Re: [NFS client] NFS locks not released on abnormal process termination

From: Philippe Troin
Date: Tue Dec 09 2003 - 13:49:03 EST


Trond Myklebust <trond.myklebust@xxxxxxxxxx> writes:

> >>>>> " " == Philippe Troin <phil@xxxxxxxx> writes:
>
> > From my reading of the patch, it supersedes the old patch, and
> > is only
> > necessary on the client. Is also does not compile :-)
>
> Yeah, I admit I didn't test it out...
>
> > Here's an updated patch which does compile.
>
> Thanks.
>
> > I am still running tests, but so far it looks good (that is all
> > locks are freed when a process with locks running on a NFS
> > client is killed).
>
> Good...

I've ran test overnight on four boxen, and no locks were lost.
I guess you can send this patch to Marcello now.

I've tested with the enclosed program.


> There are still 2 other issues with the generic POSIX locking code.
> Both issues have to do with CLONE_VM and have been raised on
> linux-kernel & linux-fsdevel. Unfortunately they met with no response,
> so I'm unable to pursue...

Can we help?
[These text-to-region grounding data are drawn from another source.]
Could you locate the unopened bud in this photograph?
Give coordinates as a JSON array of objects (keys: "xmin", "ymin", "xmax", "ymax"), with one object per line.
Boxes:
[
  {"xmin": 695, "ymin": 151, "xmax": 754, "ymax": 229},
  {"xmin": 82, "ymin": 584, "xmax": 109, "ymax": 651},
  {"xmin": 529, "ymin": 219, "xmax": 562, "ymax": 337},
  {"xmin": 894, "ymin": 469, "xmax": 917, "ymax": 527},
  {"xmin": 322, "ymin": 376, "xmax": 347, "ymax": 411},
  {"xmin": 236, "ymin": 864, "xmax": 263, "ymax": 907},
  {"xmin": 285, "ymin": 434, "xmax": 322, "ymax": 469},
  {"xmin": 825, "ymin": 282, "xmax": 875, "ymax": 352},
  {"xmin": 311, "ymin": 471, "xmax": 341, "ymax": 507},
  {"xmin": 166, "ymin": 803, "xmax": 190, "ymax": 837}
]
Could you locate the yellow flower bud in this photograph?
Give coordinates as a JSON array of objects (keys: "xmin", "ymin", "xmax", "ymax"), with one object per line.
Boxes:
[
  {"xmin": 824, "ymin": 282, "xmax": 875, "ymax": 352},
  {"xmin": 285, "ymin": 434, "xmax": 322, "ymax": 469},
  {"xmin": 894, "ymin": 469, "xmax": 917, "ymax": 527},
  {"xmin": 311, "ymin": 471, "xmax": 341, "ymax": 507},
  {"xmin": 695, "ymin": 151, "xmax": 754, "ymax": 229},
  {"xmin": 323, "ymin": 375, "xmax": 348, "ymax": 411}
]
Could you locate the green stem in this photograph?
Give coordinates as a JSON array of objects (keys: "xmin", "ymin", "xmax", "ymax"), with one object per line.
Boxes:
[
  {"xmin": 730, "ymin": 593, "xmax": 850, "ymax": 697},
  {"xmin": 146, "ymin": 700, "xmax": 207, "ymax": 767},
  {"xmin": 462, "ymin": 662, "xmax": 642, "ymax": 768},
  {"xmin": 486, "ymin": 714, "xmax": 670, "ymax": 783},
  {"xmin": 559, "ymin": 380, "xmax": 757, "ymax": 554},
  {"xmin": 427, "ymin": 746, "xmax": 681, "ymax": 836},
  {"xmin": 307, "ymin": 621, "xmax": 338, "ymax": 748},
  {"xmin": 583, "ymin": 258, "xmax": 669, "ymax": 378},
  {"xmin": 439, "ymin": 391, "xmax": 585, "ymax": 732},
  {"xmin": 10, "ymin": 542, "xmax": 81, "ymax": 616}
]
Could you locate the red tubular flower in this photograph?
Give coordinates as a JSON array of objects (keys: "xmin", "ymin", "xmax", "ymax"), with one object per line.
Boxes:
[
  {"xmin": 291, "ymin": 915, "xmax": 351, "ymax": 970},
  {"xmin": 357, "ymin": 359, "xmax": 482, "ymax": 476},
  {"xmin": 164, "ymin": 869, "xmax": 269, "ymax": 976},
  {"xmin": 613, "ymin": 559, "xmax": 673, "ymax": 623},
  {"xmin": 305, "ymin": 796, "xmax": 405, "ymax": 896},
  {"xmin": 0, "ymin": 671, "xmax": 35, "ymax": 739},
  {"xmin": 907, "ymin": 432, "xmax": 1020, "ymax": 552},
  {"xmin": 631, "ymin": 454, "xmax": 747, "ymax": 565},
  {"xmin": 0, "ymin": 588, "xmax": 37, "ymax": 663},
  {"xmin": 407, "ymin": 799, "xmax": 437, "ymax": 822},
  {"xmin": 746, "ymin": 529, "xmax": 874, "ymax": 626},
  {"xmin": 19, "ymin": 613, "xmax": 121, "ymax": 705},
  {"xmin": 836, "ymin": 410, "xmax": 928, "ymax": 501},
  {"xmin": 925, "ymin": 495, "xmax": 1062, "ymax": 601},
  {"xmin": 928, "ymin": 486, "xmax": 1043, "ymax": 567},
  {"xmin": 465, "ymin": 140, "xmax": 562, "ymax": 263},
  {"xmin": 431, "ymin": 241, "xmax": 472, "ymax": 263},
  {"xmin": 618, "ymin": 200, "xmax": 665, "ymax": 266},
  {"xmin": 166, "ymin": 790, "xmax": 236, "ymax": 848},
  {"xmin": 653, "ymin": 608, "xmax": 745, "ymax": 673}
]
Pointers?

Phil.
#define _GNU_SOURCE
#define _LARGEFILE_SOURCE
#define _FILE_OFFSET_BITS 64

#include <stdio.h>
#include <stdlib.h>
#include <string.h>
#include <fcntl.h>
#include <unistd.h>
#include <signal.h>
#include <sys/wait.h>
#include <errno.h>

#define FNAME "kill-locks.tmp"
#define BUFSIZE 16384
#define DEATHSIG SIGINT
#define LOCKTRIES 10
#define STRINGIFY_(x) #x
#define STRINGIFY(x) STRINGIFY_(x)
#define LOCKTRIESSTR STRINGIFY(LOCKTRIES)
#define LOCKSLEEPSECS 1

void parent_try_lock(int mfd, int successcount, int status)
{
int i;
struct flock lck;

for (i=0; 1 /* always true */; ++i)
{
lck.l_type = F_WRLCK;
lck.l_whence = SEEK_SET;
lck.l_start = (off_t)0;
lck.l_len = (off_t)0;
if (fcntl(mfd, F_SETLK, &lck) == -1)
{
if (errno == EAGAIN)
{
if ( i == LOCKTRIES )
{
fprintf(stderr,
"unexpected status from child %08X\n"
"successful locking attempts: %d\n",
status, successcount);
exit(1);
}
else
{
sleep(LOCKSLEEPSECS);
}
}
else
perror("[parent] fcntl(F_SETLK)"), exit(1);
}
else
{
lck.l_type = F_UNLCK;
lck.l_whence = SEEK_SET;
lck.l_start = (off_t)0;
lck.l_len = (off_t)0;
if (fcntl(mfd, F_SETLK, &lck) == -1)
perror("[parent] fcntl(F_SETLK) UNLCK"), exit(1);
if (status)
fprintf(stderr, "[parent] transient error, going on...\n");
break;
}
}
}

int
main()
{
int successcount = 0;
int mfd;
/**/

mfd = open(FNAME, O_RDWR|O_CREAT, 0666);
if (mfd == -1)
perror("open()"), exit(1);
parent_try_lock(mfd, successcount, 0);

while (1)
{
pid_t childpid;
int status;
/**/

childpid = fork();
if (childpid == (pid_t) -1)
perror("fork()"), exit(1);
if (childpid == 0)
{
/* Child */
int fd;
struct flock lck;
char buf[BUFSIZE];
/**/

fd = open(FNAME, O_RDWR|O_CREAT, 0666);
if (fd == -1)
perror("[child] open()"), exit(1);

lck.l_type = F_WRLCK;
lck.l_whence = SEEK_SET;
lck.l_start = (off_t)0;
lck.l_len = (off_t)0;
if (fcntl(fd, F_SETLK, &lck) == -1)
perror("[child] fcntl(F_SETLK)"), exit(1);
memset(buf, 0, sizeof(buf));
while(1)
write(fd, buf, sizeof(buf));
}

usleep(rand()%1000);
kill(childpid, DEATHSIG);
if (waitpid(childpid, &status, 0) != childpid)
perror("waitpid"), exit(1);
if ( ! (WIFSIGNALED(status) && WTERMSIG(status) == DEATHSIG))
parent_try_lock(mfd, successcount, status);
++successcount;
}
}